Info Favorites Register Log in
myArmoury.com Discussion Forums

Forum index Memberlist Usergroups Spotlight Topics Search
Forum Index > Historical Arms Talk > 13th-early14th cent infantry armour Reply to topic
This is a standard topic  
Author Message
Nathan Quarantillo




Location: Eastern Panhandle WV, USA
Joined: 14 Aug 2009

Posts: 279

PostPosted: Mon 10 May, 2010 4:14 pm    Post subject: 13th-early14th cent infantry armour         Reply with quote

Hello, I am inquiring on the number of men on the battlefield who would have armour. I have read that in the 13-early/mid 14th cent, that there was in fact a very small proportion of people in a medieval host who were armoured. But I find that this conflicts with period reports. For example, the battle of Arsuf, it is described that the infantry had maille hauberks & gambesons. Also, some battles in Scotland at the time mention that some schiltrons were less vulnerable to arrows because of a higher proportion of armoured men. Could someone better informed than I please clear this matter up for me?

all help is appreciated, thanks.

"Id rather be historically accurate than politically correct"
View user's profile Send private message
Randall Moffett




Location: Northern Utah
Joined: 07 Jun 2006
Reading list: 5 books

Posts: 2,119

PostPosted: Mon 10 May, 2010 8:39 pm    Post subject:         Reply with quote

I think the problem you face is that in every specific battle/conflict it will be different. Sometimes you are fighting rebel commoners who'd often be armed to a limited amount while sometimes you might be facing a more professional army where everyone is well equipped. Really I am not sure how to answer this.

In most medieval european countries men were required to own weapons and armour to some extent. IT is different all over and you always have to wonder how well the program was run. In England you get some fairly steep fines for defaulting on the obligation which perhaps helped push people to get better arms and armour as required.
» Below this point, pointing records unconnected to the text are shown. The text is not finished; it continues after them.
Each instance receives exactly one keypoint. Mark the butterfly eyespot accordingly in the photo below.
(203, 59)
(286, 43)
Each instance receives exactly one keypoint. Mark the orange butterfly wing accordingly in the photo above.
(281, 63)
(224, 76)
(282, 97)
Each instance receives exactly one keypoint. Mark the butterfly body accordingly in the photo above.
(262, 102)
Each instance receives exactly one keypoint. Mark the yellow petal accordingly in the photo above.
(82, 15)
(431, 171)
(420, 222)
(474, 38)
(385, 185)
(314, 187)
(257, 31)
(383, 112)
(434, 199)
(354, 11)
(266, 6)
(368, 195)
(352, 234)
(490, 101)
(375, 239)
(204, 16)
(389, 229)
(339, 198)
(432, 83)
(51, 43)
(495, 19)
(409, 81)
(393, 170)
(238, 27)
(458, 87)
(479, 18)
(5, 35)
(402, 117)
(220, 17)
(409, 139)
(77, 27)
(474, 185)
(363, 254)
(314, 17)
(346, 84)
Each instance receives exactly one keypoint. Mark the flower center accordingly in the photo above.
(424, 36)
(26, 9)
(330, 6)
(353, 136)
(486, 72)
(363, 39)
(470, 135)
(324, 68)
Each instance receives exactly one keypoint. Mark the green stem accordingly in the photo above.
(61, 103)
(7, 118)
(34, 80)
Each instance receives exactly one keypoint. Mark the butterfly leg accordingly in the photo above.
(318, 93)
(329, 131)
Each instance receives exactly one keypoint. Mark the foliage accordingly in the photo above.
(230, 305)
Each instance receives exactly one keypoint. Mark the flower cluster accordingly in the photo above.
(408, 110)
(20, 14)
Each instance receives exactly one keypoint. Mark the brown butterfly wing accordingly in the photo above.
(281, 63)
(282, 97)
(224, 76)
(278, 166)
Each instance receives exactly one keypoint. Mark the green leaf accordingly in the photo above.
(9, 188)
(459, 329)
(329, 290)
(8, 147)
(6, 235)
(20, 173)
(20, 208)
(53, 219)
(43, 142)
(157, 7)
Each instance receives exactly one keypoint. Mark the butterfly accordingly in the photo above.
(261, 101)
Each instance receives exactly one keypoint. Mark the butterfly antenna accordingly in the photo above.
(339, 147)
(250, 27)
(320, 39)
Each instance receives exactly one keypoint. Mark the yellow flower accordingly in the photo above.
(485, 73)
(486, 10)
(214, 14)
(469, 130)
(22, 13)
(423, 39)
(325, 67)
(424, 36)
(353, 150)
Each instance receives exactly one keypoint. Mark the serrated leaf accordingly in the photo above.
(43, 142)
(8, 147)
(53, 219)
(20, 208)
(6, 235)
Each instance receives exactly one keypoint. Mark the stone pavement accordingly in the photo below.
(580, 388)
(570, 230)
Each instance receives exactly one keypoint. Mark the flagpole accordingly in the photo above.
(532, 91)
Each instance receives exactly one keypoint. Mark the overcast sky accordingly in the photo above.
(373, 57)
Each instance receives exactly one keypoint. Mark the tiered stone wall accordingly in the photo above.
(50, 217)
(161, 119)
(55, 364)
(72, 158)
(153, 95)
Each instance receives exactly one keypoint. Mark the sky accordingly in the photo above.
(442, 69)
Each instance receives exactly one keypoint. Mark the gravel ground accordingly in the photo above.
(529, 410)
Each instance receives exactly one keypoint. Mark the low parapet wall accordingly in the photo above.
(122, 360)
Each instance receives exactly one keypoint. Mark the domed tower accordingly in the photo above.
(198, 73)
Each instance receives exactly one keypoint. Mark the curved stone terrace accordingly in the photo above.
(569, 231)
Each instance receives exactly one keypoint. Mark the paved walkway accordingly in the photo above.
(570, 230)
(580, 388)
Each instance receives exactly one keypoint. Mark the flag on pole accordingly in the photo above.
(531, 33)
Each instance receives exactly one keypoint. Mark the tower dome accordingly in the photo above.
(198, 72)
Another issue is that from 1200-1400 arms and armour development moves forwards in leaps and bounds. This may be slower for the poorer commoners but regardless important. By 1320 townsmen in Southampton are equipped and armed with fairly advanced plate and such to some degree.

Sorry if this is not helpful but more specifics would make it easier.

RPM
View user's profile Send private message
Nathan Quarantillo




Location: Eastern Panhandle WV, USA
Joined: 14 Aug 2009

Posts: 279

PostPosted: Tue 11 May, 2010 4:02 pm    Post subject:         Reply with quote

Well then, specifically I how about a Hospitaller? I was wondering about the order crossbowmen. How much armour would they have? Just body and arms (hauberk+gambo)? And another thing, even if I go for a heavy infantry Hospitaller kit (BTW, this is all early 14th cent) and have (almost) full armour (maille hauberk+plate vambraces and knees+shynbalds) Would i have to have a shield? I was thinking either a long axe or spear w/ hand-and-a-half sword. would that be ok for a heavy Hospitaller foot? Or does no shield=death (and inaccuracy)?
"Id rather be historically accurate than politically correct"
View user's profile Send private message
Kevin S





Joined: 09 Jan 2009

Posts: 16

PostPosted: Tue 11 May, 2010 4:11 pm    Post subject:         Reply with quote

If I remember correctly the Hospitallers hired mercenaries to serve as their infantry while the knights themselves focused mostly on being cavalry, but it's been a while so I might be wrong, and even then it might only apply to their earlier years. They did tend to be pretty well funded so I'd expect them to have decent armor though.
View user's profile Send private message
Elling Polden




Location: Bergen, Norway
Joined: 19 Feb 2004
Likes: 1 page

Spotlight topics: 1
Posts: 1,576

PostPosted: Tue 11 May, 2010 5:20 pm    Post subject:         Reply with quote

While only a small portion of the population would be able to afford a full suit of armour, those that could not would often not be brought along on campaign, and if they did, they would not be the first in the battle lines.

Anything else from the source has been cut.